La jurisprudence ancienne ne lui est pas favorable. Depuis une décision de la Chambre mixte du 30 avril 1971, il semblait acquis que la Cour de cassation ne saurait revenir sur une doctrine affirmée dans un premier arrêt, dès lors que la juridiction de renvoi s'y était conformée. A l'époque, le procureur général Lindon affirmait : "Si vous admettez la recevabilité du moyen, ce n'est pas une porte que vous ouvrez, mais une écluse". A ses yeux, cette jurisprudence était la seule solution pour empêcher que la Cour de cassation dans une même affaire donne successivement tort et raison à une même partie.

L'argument peut sembler séduisant, mais il n'emporte pas nécessairement la conviction. Force est de constater qu'il n'existe pas de principe d'infaillibilité de la Cour, et il arrive quelquefois que l'Assemblée plénière aille résolument à l'encontre d'un arrêt pris par une Chambre. Il lui arrive donc de donner raison à une partie, avant de lui donner tort.

De fait, la jurisprudence de 1971 semblait de plus en plus fragile. Dans deux décisions des 21 décembre 2006 et 19 juin 2015, elle a certes été réaffirmée, mais sur avis contraire de l'avocat général. Au demeurant, elle ne reposait sur aucun texte précis, mais seulement sur un principe général qui veut que la Cour de cassation ne juge pas du fond de l'affaire mais se borne à apprécier la manière dont elle a été jugée, précisément par les juges du fond.

 

Bonne administration de la justice et droit au recours

 

Cette analyse est aujourd'hui remise en cause, cette fois au nom de la bonne administration de la justice. N'est-il pas plus simple, en effet, de rejeter un pourvoi lorsque la Cour ne souhaite pas revenir sur sa jurisprudence, au lieu d'imposer une irrecevabilité qui risque d'être mal comprise par le requérant ? Surtout, elle dispose désormais de la faculté que lui offre l'article 1014 du code de procédure civile de décider, par une décision motivée, qu'il n'y a pas lieu de statuer lorsque le pourvoi est irrecevable ou lorsqu'il n'est "manifestement pas de nature à entraîner la cassation". Cette opération de filtrage permet à la Cour de conserver la maîtrise totale de sa jurisprudence et de mettre fin au litige si elle le souhaite.
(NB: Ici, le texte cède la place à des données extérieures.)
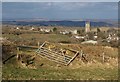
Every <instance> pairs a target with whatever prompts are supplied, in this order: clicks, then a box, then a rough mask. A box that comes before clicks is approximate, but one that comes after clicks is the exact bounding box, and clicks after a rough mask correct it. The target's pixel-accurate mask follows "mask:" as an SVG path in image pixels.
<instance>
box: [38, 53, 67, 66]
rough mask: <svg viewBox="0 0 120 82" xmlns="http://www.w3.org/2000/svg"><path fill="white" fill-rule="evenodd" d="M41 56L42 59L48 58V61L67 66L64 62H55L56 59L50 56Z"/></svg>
mask: <svg viewBox="0 0 120 82" xmlns="http://www.w3.org/2000/svg"><path fill="white" fill-rule="evenodd" d="M39 56H41V57H43V58H46V59H48V60H50V61H54V62H56V63H60V64H64V65H66V64H65V62H64V61H59V60H54V59H53V58H52V57H50V56H42V55H39Z"/></svg>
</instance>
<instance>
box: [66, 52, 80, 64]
mask: <svg viewBox="0 0 120 82" xmlns="http://www.w3.org/2000/svg"><path fill="white" fill-rule="evenodd" d="M78 55H79V52H77V53H76V54H75V55H74V56H73V57H72V59H71V60H70V61H69V62H68V63H67V65H69V64H70V63H71V62H72V61H73V60H74V59H75V58H76V57H77V56H78Z"/></svg>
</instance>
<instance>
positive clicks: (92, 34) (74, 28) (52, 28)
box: [0, 21, 119, 44]
mask: <svg viewBox="0 0 120 82" xmlns="http://www.w3.org/2000/svg"><path fill="white" fill-rule="evenodd" d="M61 27H62V26H61ZM67 28H69V27H67ZM11 29H15V30H18V31H22V30H29V31H33V32H38V31H39V32H41V33H43V34H51V33H56V34H62V35H70V37H71V38H74V39H76V40H80V42H81V44H87V43H91V44H98V43H102V42H106V43H111V42H118V41H119V36H118V28H112V27H109V28H107V29H104V28H102V27H91V25H90V22H88V21H87V22H86V24H85V27H84V28H83V29H75V28H74V29H59V28H57V27H52V28H48V27H45V26H43V27H42V26H39V27H37V26H31V27H29V28H26V26H23V27H21V26H14V28H11ZM0 40H2V38H0Z"/></svg>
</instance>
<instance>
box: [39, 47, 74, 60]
mask: <svg viewBox="0 0 120 82" xmlns="http://www.w3.org/2000/svg"><path fill="white" fill-rule="evenodd" d="M41 51H45V52H48V53H49V54H51V55H56V56H59V57H65V56H66V59H71V58H72V57H68V56H67V55H64V56H62V55H58V54H56V53H53V52H52V51H47V50H45V49H44V50H43V49H41Z"/></svg>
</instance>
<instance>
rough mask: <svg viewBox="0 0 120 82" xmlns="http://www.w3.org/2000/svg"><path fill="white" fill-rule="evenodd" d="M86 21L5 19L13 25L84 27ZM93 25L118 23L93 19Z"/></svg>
mask: <svg viewBox="0 0 120 82" xmlns="http://www.w3.org/2000/svg"><path fill="white" fill-rule="evenodd" d="M85 22H86V21H67V20H63V21H59V20H57V21H3V24H13V25H39V26H67V27H74V26H75V27H84V26H85ZM90 24H91V26H92V27H102V26H109V27H114V26H117V24H116V23H109V22H105V21H104V22H101V21H91V22H90Z"/></svg>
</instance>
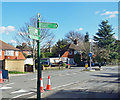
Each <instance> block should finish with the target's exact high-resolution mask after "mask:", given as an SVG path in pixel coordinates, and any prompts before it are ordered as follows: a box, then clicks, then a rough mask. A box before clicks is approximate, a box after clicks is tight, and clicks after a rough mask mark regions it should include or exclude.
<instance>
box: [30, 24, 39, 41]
mask: <svg viewBox="0 0 120 100" xmlns="http://www.w3.org/2000/svg"><path fill="white" fill-rule="evenodd" d="M28 31H29V37H30V38H31V39H35V40H39V39H38V29H37V28H35V27H32V26H29V27H28Z"/></svg>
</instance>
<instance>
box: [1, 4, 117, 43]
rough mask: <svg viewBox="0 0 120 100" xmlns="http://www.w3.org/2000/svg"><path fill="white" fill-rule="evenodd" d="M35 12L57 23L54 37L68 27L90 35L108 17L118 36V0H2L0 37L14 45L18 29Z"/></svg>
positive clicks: (62, 32)
mask: <svg viewBox="0 0 120 100" xmlns="http://www.w3.org/2000/svg"><path fill="white" fill-rule="evenodd" d="M37 13H40V14H41V17H43V18H44V19H45V20H46V21H47V22H56V23H58V25H59V26H58V29H51V31H52V32H54V34H55V37H56V38H55V41H57V40H58V39H62V38H64V36H65V34H66V33H68V32H69V31H71V30H74V31H79V32H81V33H82V34H85V33H86V32H88V33H89V35H90V37H92V36H93V35H95V33H96V31H97V30H98V28H99V24H100V23H101V21H102V20H108V21H109V24H110V25H112V28H114V30H113V31H114V32H115V36H116V37H118V3H117V2H3V3H2V26H0V35H1V37H0V40H3V41H5V42H6V43H13V44H14V45H16V41H15V35H16V33H17V30H18V29H19V27H21V26H23V25H24V23H25V22H28V21H29V19H30V18H31V17H32V16H34V15H37Z"/></svg>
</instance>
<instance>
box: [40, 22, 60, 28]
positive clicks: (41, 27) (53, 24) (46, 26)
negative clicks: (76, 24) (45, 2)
mask: <svg viewBox="0 0 120 100" xmlns="http://www.w3.org/2000/svg"><path fill="white" fill-rule="evenodd" d="M39 25H40V26H41V29H46V28H47V29H56V28H57V27H58V24H57V23H39Z"/></svg>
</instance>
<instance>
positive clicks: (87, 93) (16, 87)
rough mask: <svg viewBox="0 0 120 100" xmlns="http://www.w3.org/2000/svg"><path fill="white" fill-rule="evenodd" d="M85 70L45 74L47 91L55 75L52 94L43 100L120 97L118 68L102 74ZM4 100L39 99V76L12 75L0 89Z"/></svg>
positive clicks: (70, 69) (76, 69)
mask: <svg viewBox="0 0 120 100" xmlns="http://www.w3.org/2000/svg"><path fill="white" fill-rule="evenodd" d="M83 69H84V67H81V68H80V67H73V68H71V69H65V70H45V71H42V76H43V77H42V78H43V86H44V89H45V88H46V86H47V81H48V79H47V77H48V75H50V76H51V78H50V80H51V88H52V90H51V91H46V90H45V91H44V93H42V94H41V95H42V98H102V97H103V98H118V97H119V95H118V90H119V88H118V84H120V81H119V80H120V77H119V76H118V66H112V67H110V66H104V67H102V69H103V70H101V71H82V70H83ZM0 91H1V92H2V93H1V94H2V98H10V99H13V98H36V94H37V73H29V74H22V75H12V76H10V82H7V81H6V82H5V83H3V85H2V87H0Z"/></svg>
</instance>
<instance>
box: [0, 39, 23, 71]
mask: <svg viewBox="0 0 120 100" xmlns="http://www.w3.org/2000/svg"><path fill="white" fill-rule="evenodd" d="M24 60H25V57H24V55H23V54H22V52H21V51H20V49H17V48H15V47H13V46H11V45H9V44H7V43H5V42H3V41H1V40H0V68H2V69H4V70H8V71H19V72H24Z"/></svg>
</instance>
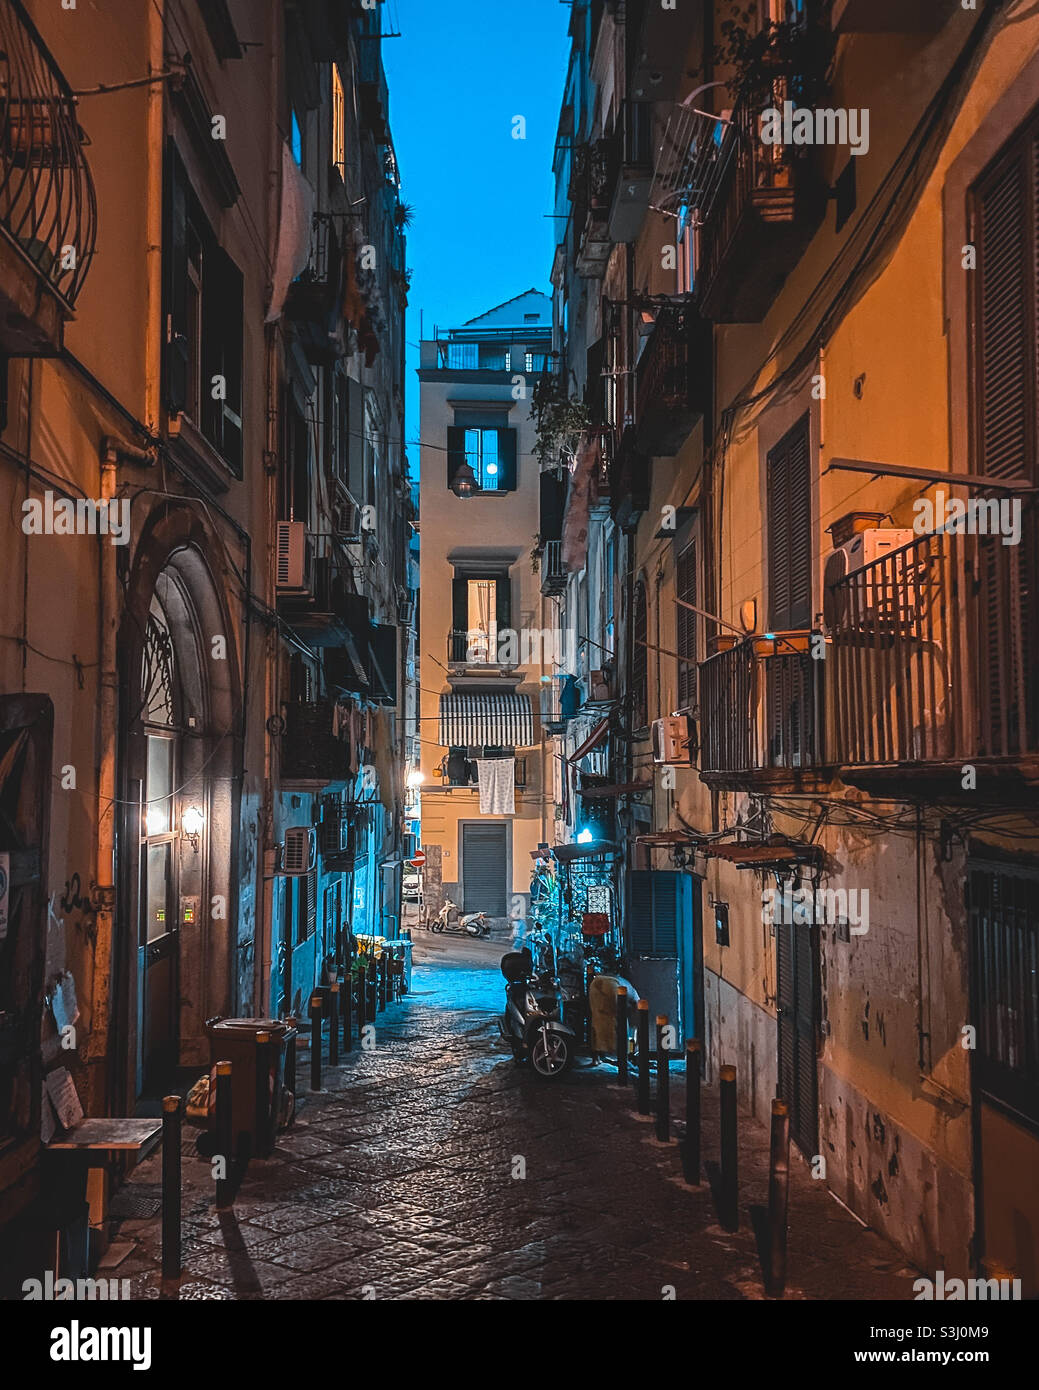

Cet abandon de l'irrecevabilité du pourvoi permet au plaideur de bénéficier du droit d'accès au juge de manière satisfaisante, jusqu'à la fin de la procédure. Le droit européen, tant issu de la Cour européenne des droits de l'homme que de la Cour de justice de l'Union européenne, rappelle en effet régulièrement qu'une exigence procédurale ne saurait avoir pour conséquence le maintien d'une jurisprudence devenue désuète, privant ainsi le requérant de son droit à la protection effective de ses droits par le juge. Le risque d'une sanction par la Cour européenne des droits de l'homme existerait donc, et la Cour de cassation préfère sans doute ne pas courir ce risque.

Au-delà de l'intérêt du plaignant, une telle solution permet d'assurer une cohérence de la jurisprudence, en évitant des arrêts certes isolés, mais non conformes au droit en vigueur au moment où ils sont rendus. Les conclusions de l'avocat général montrent que ce problème ne concerne qu'un petit nombre d'affaires, pas plus de cinq pas an, mais l'arrêt du 2 avril 2021 montre que la Cour de cassation cherche à approfondir les droits du justiciable et à assurer une meilleure visibilité à sa jurisprudence.